Laurence Olivier Hamlet background with caption "Not to be"

Stuck with ideas and sentences you can’t connect into paragraphs? Maybe you’re overusing the verb “to be.” Here are the dos and don’ts to jumpstart your writing momentum from the get-go.

Consider this sentence:

The apple is red.

Without context, it’s difficult to ask questions about this statement that are not generic ones like:

“Is it?”, “why?”, or “who cares?”—questions one can throw at any statement.

This is because, as the main copula of the English language, the function of “to be” is to link the subject of a sentence to its complement (description). In fact, “to be” is so good at shining a light within the sentence, that it gives no information on what’s outside.

Now consider this next sentence:

The apple turns red.

In signaling change (action), “turns” gives information on what’s outside the sentence, making pertinent questions straightforward:

  • “what was the color beforehand?”,
  • “what triggered the change?”, or
  • “can an orange turn red too?”—all questions that give you hints on where to drive your narrative.

When and how to jumpstart writing momentum

You’ve made your figures and captions; you’ve agreed with your co-authors on the outline; you’ve just opened the new Word file. This is where you begin the grueling process of figuring out how one sentence idea connects with another to form your narrative—it’s the best time to apply the following dos and don’ts:

  • Don’t: use “to be.”
    As discussed above, “to be” locks the idea of a sentence in. Trying to connect many to-be sentences requires complex structuring that make paragraphs difficult to understand (see example in following section).
  • Do: use action verbs.
    These are verbs that—instead of connecting the subject with its complement—describe the subject’s action. In so doing, action verbs give information outside the sentence.
  • Do: replace “to be” with action copulas.
    English copulas run a spectrum. At one end you have “to be,” with other static copulas such as “look”, “seem”, “appear”, etc.; and at the other end you have action copulas such as “go”, “come”, “emerge”, or “turn”, etc. If you must use a copula, choose an action copula from this list.
  • Don’t: use the passive voice.
    English uses “to be” as auxiliary to express the passive voice.
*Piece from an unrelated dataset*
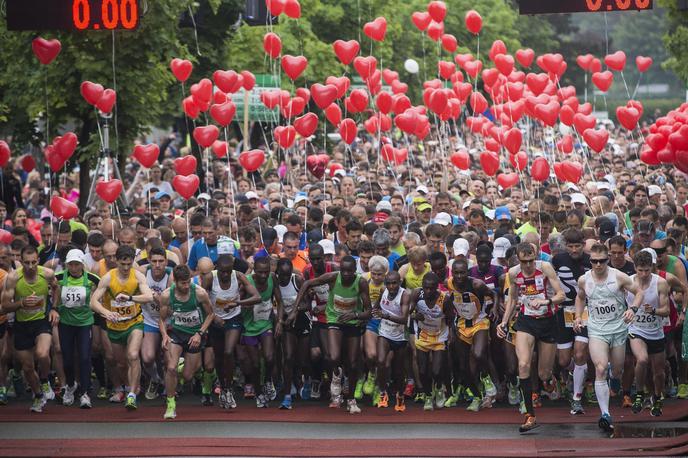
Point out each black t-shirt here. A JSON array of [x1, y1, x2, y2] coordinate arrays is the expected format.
[[552, 253, 591, 308]]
That’s why the passive voice has the same effect as the copula: it locks the idea of a sentence in. Use the active voice instead.

What can happen when you use “to be” too much?

You can end up with a body of text you can’t make heads or tails of. Compare the following paragraph originally by Baron & Kenny (1986) with my rewrite done according to the above dos and don’ts. Which paragraph is easier to understand?

Original:

“An example of a moderator-type effect in this context is the demonstration of a crossover interaction of the form that the insufficient justification effect holds under public commitment (e.g., attitude change is inversely related to incentive), whereas attitude change is directly related to level of incentive when the counter-attitudinal action occurs in private (cf. Collins & Hoyt, 1972). A moderator-interaction effect also would be said to occur if a relation is substantially reduced instead of being reversed, for example, if we find no difference under the private condition.”

Rewrite:

“Examples of confirmed moderator effects include the reversal of the insufficient justification effects, observed when the experimental settings are switched from public to private, changing the relationship between attitude change and incentive from inverse to direct, respectively (cf. Collins & Hoyt, 1972). We note that the moderator-effect confirmation does not require actual reversal of the insufficient justification effects—a substantial reduction of the relationship suffices.”

Conclusions

Avoid “to be” at the start of your writing process. This verb makes sentences hard to connect—just what you don’t want at this stage. Use action verbs in the active voice instead; action verbs make the path of your narrative easy to trace.

Works consulted

Baron, R.,M. & Kenny, D. A. “The Moderator-Mediator Variable Distinction in Social Psychological Research: Conceptual, Strategic, and Statistical Considerations.” J. Pers. Soc. Psychol. vol. 51, no. 6, 1986, 1173-82.